Tura çıkmadan önce Bilecik Öğretmen evinin fiyatlarına bakmıştım. Bir kişi 70 TL. Uçuk bir rakamdı. O yüzden otel ya da pansiyon arayışına girmiştim şehir merkezinde. Açık otel bulamayınca canını yerim böyle işin deyip telefonla aradım Öğretmen evini.
+ İyi geceler. Boş oda var mı?
-Var abi.
+Ne kadar ücreti?
-30 lira abi
+Nasıl olur? İnternetten baktım 70 lira yazıyordu?
-Abi o tek kişilik odanın fiyatı. Ben sana 3 kişilik oda vereceğim. Zaten boş. Geniş geniş yatarsın.
+Süpersin. E benim bisikletim var. Turdayım şuanda.
-Sorun yok abi getir sen ben yanıma alırım onu.
+Muhteşemsin. Kapat kapat geliyorum hemen.

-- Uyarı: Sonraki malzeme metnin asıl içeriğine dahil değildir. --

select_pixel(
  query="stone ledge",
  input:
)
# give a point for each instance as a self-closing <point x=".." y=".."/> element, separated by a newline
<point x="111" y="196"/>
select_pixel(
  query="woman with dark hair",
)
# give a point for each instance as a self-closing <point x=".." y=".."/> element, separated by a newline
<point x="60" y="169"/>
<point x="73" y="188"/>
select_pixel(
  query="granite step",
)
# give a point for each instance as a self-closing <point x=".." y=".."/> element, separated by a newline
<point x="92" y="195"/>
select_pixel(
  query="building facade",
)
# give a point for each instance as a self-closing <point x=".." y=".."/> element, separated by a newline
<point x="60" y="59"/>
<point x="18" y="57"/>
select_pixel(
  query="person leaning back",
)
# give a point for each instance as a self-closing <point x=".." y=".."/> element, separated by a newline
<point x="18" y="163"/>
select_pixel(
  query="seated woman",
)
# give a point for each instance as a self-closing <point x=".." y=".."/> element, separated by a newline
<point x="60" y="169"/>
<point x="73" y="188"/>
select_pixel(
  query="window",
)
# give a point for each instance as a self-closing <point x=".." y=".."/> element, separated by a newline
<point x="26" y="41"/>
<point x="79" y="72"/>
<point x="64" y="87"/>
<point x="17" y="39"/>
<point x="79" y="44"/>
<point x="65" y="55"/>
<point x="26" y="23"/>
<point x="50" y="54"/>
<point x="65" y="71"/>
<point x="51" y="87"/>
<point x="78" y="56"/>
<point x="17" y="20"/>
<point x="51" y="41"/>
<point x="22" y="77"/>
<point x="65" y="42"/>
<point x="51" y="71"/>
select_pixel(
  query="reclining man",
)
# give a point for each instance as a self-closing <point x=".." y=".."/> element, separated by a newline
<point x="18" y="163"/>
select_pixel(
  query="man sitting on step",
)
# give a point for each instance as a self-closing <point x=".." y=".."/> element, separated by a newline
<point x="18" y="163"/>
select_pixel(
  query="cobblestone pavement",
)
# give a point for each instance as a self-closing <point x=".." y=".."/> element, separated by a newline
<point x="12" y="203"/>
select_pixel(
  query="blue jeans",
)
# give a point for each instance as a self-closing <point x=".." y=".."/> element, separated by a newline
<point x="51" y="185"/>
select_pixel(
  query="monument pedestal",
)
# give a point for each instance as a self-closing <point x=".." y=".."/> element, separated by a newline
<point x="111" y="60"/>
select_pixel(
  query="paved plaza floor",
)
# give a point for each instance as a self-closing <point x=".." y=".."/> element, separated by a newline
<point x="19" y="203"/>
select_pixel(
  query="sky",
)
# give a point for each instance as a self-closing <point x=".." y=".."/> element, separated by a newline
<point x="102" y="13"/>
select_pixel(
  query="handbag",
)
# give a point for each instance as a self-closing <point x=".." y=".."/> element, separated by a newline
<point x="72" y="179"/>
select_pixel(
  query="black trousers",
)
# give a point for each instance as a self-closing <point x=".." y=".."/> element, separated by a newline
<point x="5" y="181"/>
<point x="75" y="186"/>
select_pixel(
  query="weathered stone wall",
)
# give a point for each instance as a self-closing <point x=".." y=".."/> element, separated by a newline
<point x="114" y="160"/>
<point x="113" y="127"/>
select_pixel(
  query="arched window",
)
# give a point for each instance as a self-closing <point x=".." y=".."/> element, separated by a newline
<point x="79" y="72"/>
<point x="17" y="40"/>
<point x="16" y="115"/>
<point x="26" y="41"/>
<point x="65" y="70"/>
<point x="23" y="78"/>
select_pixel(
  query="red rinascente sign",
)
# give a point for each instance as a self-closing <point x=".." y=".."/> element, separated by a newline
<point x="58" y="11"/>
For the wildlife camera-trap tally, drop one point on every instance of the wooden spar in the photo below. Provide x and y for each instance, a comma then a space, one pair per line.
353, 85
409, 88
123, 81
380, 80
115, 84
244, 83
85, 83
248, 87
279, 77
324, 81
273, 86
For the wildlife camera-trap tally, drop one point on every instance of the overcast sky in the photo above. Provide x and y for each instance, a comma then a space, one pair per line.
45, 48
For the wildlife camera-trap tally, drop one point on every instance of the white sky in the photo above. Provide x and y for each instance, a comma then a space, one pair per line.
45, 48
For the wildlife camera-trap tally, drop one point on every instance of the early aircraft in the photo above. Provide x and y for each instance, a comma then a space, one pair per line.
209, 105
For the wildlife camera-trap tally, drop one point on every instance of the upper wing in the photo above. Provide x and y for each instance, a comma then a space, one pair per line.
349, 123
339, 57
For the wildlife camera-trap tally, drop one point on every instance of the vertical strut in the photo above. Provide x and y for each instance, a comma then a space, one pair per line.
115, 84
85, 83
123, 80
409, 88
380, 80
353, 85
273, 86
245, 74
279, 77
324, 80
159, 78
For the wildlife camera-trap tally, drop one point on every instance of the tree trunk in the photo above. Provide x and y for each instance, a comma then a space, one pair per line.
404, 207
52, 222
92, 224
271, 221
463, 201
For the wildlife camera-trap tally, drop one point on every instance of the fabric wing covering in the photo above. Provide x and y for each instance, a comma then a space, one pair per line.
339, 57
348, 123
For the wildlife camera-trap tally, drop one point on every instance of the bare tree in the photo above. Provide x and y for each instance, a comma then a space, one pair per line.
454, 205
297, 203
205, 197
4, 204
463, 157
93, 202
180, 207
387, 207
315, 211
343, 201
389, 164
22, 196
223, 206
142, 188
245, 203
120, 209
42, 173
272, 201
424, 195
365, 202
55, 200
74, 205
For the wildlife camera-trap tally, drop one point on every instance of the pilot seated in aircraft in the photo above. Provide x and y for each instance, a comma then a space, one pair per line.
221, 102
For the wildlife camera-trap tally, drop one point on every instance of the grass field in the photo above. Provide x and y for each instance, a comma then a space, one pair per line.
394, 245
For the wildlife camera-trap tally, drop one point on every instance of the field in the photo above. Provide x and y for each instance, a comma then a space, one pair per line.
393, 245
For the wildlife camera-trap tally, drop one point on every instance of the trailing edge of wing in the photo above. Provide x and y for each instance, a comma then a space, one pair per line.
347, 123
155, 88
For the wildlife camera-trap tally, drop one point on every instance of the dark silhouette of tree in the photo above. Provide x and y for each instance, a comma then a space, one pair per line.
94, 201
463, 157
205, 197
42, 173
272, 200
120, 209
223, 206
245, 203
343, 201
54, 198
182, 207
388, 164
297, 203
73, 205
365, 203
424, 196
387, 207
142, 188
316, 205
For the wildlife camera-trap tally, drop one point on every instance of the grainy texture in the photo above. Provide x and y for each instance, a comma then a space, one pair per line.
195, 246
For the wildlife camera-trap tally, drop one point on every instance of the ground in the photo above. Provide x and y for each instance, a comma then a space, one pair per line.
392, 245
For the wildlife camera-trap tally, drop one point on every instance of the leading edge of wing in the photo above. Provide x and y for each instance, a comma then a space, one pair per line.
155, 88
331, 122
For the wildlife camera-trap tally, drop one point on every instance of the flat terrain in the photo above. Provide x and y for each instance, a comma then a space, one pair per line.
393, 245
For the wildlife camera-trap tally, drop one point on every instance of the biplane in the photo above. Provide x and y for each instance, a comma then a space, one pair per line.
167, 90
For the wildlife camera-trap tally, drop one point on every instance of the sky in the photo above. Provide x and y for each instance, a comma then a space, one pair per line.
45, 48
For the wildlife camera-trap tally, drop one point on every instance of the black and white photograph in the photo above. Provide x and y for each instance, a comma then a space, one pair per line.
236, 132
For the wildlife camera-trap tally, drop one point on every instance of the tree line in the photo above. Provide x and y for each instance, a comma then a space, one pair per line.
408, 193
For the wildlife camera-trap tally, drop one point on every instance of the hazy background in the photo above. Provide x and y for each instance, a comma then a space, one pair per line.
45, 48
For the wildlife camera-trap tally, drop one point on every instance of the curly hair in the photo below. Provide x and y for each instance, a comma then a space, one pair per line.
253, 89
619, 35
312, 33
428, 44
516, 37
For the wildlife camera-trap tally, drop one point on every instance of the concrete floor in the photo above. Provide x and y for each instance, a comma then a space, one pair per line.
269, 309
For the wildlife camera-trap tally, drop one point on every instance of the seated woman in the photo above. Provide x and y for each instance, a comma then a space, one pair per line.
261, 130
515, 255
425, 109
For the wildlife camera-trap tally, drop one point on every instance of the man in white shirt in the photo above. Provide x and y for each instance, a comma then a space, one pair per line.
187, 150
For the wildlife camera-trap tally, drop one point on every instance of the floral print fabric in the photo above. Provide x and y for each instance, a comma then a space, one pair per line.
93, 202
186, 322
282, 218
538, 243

Hemen yola düşüp buldum öğretmen evini. Telefonla görüştüğüm görevli kapıda karşıladı beni. Bisikletimi direk lobide bulunan kendi masasının yanına koydu. Ücreti öderken ayaküstü sohbet ettik.
‘’Abi sen çık dinlen. Bisikletine hiç bişeu olmaz. Ben burdayım.’’
Odaya çıkıp üstümü çıkardım. Güzel bir duş alacaktım ki, cildimin yandığını hissettim. Aman tanrım ! 12 saatten fazla bir süre güneşin altında pedal bastım. Hiçbir koruma olmaksızın. Cildimde ciddi güneş yanığı oluşmuştu ama önemsemedim o yorgunlukla. Güzel bir uyku çekip 7 gibi uyandım bayramın ilk günü. Hemen toparlanıp aşağıya indim. Göreli çocuk kahvaltı hazırlamış benim için.





Bayram sabahı enfes kahvaltım.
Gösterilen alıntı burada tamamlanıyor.